Even If You’re A Guard Puller You Should Work On Your Wrestling

I’ve written at length about why I feel that wrestling while a highly useful skill to have often takes a backseat to guard pulling ad butt scooting in jiu-jitsu competition.  The truth is that many rule sets in jiu-jitsu FAVOR the guard puller.  But on the other side of things, you shouldn’t neglect wrestling and wrestling is a highly useful skill to have in competition…

Even though the rule sets of jiu-jitsu competitions tend to favor the guard pull, wrestling skills are a significant competitive advantage both offensively and defensively.

If you’re exclusively a guard puller, there will be times that your opponents will be able to stifle your guard pull, or worse yet score points off of it.  Even if you have no intention on wrestling anyone, knowing how to wrestle will allow you to prevent points from be scored and it’ll allow you to understand how to better read your opponent.

Even if you never intend on EVER taking a shot in competition, you should still learn basic principles of wrestling.

Another factor that makes wrestling so important is when you’re in a situation where you absolutely need to bring the other person to the ground.  These sorts of moments happen in street fights, or even in matches in which your opponent isn’t susceptible to the guard pull.  Also, the rules of the game are constantly changing and there are some tournaments (like ADCC) that penalize guard pulling.

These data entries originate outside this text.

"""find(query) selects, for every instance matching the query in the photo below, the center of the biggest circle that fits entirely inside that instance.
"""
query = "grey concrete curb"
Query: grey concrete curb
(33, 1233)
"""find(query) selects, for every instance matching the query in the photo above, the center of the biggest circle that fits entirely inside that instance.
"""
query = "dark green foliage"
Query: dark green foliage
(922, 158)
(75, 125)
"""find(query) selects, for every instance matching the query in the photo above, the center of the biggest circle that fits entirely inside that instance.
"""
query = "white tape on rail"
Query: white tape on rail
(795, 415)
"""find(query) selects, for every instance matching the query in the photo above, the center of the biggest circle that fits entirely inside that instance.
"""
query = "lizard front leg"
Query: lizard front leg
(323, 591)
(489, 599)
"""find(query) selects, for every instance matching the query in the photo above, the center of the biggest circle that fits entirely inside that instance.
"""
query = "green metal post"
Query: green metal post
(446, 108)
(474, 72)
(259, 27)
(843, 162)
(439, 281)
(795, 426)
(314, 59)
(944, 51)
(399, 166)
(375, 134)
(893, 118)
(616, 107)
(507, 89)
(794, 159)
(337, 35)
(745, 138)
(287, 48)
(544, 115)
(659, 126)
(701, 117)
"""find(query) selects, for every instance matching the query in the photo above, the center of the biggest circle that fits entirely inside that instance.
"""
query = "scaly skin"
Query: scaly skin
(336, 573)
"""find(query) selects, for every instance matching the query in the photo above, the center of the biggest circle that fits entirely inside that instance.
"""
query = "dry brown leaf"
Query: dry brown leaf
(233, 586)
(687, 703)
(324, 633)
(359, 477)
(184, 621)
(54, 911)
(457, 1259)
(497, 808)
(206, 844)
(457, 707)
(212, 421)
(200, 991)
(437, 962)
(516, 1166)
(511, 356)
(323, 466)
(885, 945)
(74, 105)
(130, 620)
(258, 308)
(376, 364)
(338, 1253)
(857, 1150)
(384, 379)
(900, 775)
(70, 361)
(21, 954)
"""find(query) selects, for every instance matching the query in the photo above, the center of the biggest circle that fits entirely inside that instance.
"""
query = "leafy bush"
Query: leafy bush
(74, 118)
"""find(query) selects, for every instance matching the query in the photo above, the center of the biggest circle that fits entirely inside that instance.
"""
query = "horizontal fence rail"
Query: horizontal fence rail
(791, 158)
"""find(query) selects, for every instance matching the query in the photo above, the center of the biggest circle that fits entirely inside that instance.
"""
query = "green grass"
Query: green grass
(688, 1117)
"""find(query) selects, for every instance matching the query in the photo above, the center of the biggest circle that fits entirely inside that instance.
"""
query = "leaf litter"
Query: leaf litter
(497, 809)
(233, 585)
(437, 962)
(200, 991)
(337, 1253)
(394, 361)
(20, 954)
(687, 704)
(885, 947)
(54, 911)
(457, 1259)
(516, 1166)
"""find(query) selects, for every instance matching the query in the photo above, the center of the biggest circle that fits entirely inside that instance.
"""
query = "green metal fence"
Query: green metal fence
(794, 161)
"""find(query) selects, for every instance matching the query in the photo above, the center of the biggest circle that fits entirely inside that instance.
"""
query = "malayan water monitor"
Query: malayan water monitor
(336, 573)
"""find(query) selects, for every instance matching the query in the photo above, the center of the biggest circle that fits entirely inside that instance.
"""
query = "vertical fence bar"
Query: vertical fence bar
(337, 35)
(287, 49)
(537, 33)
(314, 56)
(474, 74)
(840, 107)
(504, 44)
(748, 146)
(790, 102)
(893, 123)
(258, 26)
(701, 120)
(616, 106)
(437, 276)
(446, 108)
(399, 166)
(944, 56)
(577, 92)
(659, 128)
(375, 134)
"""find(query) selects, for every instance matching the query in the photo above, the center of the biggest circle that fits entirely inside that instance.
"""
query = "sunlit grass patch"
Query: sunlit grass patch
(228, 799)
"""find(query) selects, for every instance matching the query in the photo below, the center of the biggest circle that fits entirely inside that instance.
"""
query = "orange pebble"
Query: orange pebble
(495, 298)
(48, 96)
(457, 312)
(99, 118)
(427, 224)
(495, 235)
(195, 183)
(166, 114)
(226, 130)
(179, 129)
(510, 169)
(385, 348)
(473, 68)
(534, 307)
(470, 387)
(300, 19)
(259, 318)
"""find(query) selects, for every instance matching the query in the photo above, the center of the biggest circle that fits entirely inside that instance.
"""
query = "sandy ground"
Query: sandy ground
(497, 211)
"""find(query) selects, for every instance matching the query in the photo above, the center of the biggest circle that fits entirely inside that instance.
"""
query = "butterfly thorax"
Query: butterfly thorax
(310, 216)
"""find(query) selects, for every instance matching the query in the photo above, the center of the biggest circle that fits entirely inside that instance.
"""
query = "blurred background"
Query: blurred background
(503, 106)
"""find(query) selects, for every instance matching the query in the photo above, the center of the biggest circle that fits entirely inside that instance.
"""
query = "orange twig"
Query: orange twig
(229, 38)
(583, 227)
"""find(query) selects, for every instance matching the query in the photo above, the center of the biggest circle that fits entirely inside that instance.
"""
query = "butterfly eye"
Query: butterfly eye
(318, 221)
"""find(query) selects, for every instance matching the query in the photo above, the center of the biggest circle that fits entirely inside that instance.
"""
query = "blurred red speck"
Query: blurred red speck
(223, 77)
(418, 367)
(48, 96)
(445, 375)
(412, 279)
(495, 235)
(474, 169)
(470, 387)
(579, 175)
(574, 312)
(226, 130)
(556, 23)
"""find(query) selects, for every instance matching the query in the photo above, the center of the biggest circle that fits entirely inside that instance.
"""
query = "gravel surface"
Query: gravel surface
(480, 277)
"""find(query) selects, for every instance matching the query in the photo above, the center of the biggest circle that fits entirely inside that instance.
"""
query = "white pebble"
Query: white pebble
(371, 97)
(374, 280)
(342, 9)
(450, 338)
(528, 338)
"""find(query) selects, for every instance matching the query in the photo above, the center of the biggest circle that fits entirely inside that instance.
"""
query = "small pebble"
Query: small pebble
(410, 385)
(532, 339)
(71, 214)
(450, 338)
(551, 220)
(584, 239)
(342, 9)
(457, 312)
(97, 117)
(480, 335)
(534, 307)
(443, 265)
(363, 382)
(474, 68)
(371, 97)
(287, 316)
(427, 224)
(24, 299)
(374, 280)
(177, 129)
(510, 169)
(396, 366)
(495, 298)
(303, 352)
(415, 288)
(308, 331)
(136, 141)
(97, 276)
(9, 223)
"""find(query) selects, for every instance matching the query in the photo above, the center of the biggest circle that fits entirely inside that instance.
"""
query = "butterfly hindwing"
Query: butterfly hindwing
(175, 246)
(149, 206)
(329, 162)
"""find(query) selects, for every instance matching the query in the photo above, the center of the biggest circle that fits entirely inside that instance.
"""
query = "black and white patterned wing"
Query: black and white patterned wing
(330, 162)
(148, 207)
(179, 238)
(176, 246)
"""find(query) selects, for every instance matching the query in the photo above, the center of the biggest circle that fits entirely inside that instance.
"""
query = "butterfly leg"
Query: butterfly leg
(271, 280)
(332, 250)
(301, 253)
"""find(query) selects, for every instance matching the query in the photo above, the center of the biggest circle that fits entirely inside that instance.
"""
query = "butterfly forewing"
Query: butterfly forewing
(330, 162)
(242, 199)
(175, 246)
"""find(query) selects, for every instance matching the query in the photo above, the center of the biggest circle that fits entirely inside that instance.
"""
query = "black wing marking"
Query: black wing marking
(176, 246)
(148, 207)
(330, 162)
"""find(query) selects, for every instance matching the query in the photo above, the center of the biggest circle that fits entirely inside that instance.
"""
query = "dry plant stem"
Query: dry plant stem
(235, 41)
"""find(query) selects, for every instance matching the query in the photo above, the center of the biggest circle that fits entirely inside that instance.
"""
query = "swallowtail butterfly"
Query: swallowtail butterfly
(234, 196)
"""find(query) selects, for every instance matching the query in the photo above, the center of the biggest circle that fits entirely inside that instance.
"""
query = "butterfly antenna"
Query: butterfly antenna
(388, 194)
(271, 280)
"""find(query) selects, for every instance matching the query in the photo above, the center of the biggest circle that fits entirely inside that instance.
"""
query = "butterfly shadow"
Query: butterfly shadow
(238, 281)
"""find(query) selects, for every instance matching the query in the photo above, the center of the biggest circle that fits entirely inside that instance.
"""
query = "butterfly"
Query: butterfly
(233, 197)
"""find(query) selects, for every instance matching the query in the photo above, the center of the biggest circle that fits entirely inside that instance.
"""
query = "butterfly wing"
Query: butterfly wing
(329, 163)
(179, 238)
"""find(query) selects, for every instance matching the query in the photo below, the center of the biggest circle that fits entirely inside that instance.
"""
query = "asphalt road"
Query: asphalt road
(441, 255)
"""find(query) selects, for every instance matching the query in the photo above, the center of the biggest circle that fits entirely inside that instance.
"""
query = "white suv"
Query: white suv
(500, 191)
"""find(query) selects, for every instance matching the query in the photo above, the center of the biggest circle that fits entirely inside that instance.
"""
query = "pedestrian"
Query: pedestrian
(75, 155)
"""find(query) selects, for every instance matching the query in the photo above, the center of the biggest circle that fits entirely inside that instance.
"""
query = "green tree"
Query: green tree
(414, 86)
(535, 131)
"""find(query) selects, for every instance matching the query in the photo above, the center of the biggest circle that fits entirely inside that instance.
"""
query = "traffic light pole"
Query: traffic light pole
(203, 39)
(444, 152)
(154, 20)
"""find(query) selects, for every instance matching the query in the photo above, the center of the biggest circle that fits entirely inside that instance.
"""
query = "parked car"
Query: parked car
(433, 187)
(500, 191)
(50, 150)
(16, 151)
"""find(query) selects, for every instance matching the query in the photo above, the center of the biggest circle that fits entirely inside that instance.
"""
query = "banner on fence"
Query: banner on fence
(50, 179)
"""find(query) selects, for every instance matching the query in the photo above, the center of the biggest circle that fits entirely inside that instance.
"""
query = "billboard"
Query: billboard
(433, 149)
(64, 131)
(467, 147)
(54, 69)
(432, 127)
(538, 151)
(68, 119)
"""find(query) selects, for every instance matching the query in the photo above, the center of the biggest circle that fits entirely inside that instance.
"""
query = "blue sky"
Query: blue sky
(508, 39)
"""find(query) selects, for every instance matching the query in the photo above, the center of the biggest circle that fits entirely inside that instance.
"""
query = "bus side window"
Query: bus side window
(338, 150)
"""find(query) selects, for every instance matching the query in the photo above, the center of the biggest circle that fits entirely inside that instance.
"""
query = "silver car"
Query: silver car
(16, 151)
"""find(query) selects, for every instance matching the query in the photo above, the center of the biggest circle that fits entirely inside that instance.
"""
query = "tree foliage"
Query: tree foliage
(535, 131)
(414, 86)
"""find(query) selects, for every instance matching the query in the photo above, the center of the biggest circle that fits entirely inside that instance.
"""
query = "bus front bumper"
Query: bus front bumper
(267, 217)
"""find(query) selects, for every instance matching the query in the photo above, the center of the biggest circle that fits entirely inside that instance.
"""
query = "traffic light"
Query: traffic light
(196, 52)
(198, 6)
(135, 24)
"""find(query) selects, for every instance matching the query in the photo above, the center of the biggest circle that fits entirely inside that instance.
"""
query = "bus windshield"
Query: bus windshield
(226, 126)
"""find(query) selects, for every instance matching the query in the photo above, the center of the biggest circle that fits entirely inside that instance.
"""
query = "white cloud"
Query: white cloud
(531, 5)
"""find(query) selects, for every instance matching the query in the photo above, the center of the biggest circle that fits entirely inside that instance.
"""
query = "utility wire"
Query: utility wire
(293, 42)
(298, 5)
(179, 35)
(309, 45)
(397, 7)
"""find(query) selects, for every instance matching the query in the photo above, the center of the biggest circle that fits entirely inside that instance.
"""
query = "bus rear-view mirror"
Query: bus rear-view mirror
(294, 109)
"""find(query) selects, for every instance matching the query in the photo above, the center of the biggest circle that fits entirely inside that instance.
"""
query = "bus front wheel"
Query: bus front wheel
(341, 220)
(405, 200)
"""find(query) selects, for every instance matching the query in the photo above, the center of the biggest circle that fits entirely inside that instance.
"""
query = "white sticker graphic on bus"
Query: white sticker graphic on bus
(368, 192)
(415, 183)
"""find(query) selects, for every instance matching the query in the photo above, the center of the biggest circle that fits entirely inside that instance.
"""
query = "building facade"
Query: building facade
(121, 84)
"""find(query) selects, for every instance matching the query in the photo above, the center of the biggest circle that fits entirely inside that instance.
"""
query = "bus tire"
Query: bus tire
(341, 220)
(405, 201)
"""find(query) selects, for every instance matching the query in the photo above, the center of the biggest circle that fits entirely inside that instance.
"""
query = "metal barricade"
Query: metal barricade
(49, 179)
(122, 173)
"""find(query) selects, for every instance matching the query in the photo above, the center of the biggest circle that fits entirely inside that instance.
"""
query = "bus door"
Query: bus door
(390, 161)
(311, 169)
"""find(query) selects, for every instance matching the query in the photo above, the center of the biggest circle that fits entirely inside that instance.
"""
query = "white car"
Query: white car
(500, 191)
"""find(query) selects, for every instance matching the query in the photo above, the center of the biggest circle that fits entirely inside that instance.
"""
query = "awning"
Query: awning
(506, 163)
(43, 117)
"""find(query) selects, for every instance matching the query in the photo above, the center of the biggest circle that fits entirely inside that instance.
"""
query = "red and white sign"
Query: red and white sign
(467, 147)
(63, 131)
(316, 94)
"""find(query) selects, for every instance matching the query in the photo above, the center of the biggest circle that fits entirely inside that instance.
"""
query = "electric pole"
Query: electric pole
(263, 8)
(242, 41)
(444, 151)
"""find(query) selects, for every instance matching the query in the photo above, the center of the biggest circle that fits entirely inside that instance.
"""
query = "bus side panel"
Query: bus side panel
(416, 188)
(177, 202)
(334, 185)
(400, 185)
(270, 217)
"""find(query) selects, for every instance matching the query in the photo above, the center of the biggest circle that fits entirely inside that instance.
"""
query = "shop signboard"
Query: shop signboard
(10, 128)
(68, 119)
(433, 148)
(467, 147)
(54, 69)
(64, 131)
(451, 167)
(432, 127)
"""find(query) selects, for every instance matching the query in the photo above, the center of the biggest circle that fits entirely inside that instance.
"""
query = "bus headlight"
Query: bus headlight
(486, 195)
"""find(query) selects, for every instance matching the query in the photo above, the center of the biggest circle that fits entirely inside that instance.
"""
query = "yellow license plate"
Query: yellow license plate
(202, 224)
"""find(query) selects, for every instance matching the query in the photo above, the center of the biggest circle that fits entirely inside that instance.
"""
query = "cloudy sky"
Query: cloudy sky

To take it a step further: I’d argue that wrestling is far trickier art to learn than submission grappling that takes place on the ground.  When you wrestle you’re dealing with more dimensions, physical space becomes a tool as do certain explosive movements.  When he was on Joe Rogan’s podcast John Danaher explored this in terms of the explosiveness that people can work with when they’re standing that is greatly reduced once on the ground.  When you wrestle, there are more things that can go right and wrong for each person.

On the other side of things, I’d say that many wrestlers neglect the guard because they simply assume that they’ll be able to stay on top, and while this may be true, truly understanding how the guard works and how to make it NOT work requires an understanding of the guard that many wrestlers don’t possess which is why you’ll sometimes see wrestlers who don’t also know how to play guard get dragged into deep waters with which they are unfamiliar.

If you’re a guard puller, do you also spend time working on wrestling?  If you’re a wrestler, do you also spend time on your guard?  There is no such thing as too much knowledge, spend time learning aspects of every area of the game in order to be a well rounded grappler.